# Storm door vs. WIND! UGH!



## MarkW757 (May 2, 2009)

i have a customer who's storm door keeps blowing open and causing damage. it has lights(glass) on the sides so i can only put screws up to a certain length in the closer bracket. the door is a full glass with a screen rolled up in the top so the only place for the closer is at the very bottom which makes it worse. one closer at one extreme end. only solution i can come with up at this point is to get another type storm door where i will be able to get two closers on the door. they have agreed to this and are ready to go forward. my concern is that it is very flat and open where they live and i am wondering if this is going to be enough. are there any storm doors or closers that are made for these conditions or do we just spend the money and hope for the best?(eek) this is not usually the case in my area so i thought maybe someone who lived in a place where it was more common may have an answer.
thanx for any insight.


----------



## neolitic (Apr 20, 2006)

That's what those ugly chain
and spring thingys are for.


----------



## Cletus (Jan 7, 2008)

You could look at Wright Products V660 closer.

http://www.wright-products.com/products/storm_door_products/closers

Or CRL's DC51. It may require too much opening force though.
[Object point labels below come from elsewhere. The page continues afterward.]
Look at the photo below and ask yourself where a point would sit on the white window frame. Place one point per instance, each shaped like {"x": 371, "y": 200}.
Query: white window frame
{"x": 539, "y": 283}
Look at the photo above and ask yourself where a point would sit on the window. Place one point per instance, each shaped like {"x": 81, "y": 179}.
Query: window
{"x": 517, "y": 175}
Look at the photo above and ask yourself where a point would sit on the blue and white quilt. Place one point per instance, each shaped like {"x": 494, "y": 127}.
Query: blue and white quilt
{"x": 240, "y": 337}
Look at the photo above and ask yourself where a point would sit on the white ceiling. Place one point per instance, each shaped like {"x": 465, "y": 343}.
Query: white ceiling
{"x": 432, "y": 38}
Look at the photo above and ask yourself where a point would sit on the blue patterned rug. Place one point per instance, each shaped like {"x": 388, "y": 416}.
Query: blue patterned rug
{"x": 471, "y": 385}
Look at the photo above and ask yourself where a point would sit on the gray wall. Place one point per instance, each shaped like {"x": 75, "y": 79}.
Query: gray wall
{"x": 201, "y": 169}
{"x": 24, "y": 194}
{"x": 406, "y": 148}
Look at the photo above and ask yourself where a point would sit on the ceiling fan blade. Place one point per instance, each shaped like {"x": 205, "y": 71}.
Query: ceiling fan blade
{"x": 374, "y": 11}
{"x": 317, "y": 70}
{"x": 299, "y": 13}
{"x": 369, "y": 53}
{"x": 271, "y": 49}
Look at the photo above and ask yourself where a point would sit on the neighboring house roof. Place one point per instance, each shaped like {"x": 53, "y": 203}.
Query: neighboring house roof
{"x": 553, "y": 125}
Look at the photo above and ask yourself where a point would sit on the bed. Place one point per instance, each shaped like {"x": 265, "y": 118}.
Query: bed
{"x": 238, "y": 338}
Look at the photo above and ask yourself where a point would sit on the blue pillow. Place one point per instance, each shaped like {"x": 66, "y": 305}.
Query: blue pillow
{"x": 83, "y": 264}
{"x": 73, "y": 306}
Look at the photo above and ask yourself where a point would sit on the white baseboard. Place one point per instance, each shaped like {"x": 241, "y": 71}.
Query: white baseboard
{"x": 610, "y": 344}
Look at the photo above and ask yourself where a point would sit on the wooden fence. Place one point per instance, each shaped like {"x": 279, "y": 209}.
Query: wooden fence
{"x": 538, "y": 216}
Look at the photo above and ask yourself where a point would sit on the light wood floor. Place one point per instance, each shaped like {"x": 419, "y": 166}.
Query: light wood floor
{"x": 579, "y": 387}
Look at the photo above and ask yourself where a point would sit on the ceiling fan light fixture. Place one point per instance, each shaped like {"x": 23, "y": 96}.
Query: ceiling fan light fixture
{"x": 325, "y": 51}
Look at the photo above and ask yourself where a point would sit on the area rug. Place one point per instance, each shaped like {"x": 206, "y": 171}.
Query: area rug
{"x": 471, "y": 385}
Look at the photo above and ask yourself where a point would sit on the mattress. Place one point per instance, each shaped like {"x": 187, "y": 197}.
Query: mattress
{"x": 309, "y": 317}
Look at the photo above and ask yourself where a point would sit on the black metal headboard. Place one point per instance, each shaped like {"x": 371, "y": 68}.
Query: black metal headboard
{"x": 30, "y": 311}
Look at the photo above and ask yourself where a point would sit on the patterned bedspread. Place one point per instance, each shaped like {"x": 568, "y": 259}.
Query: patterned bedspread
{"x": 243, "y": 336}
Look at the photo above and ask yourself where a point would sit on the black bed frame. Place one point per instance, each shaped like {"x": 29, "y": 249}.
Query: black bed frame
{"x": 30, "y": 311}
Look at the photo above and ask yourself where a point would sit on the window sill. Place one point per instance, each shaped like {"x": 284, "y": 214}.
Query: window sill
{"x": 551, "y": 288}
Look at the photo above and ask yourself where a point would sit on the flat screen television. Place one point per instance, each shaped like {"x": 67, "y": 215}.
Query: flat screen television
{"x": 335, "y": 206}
http://www.crlaurence.com/ProductPages/D/DC51A_3609.html?Origin=


----------



## mhillc (Apr 5, 2009)

Tell them to try holding the door when they open it:whistling


----------



## Tinstaafl (Jan 6, 2008)

MarkW757 said:


> only solution i can come with up at this point is to get another type storm door where i will be able to get two closers on the door.


That's the best place to start. Then back those up with Neo's ugly chain thingy. But I've seen situations where even all that wasn't good enough. Then you can start looking at installing stop blocks on the outside.


----------



## ERAD_DIB (Mar 13, 2009)

Any chance to upsell it a little, to include just enough of an enclosure so the wind can't get behind the door and yank it wide open? Even if the side walls were solid on the lower half and lattice on the upper halves, it might break the wind enough to keep it from snatching the door back far enough to do damage.
You'd probably have to widen the top step to accommodate that. And a roof over those "windwalls" would keep the rain off while they're unlocking the inside door, etc.


----------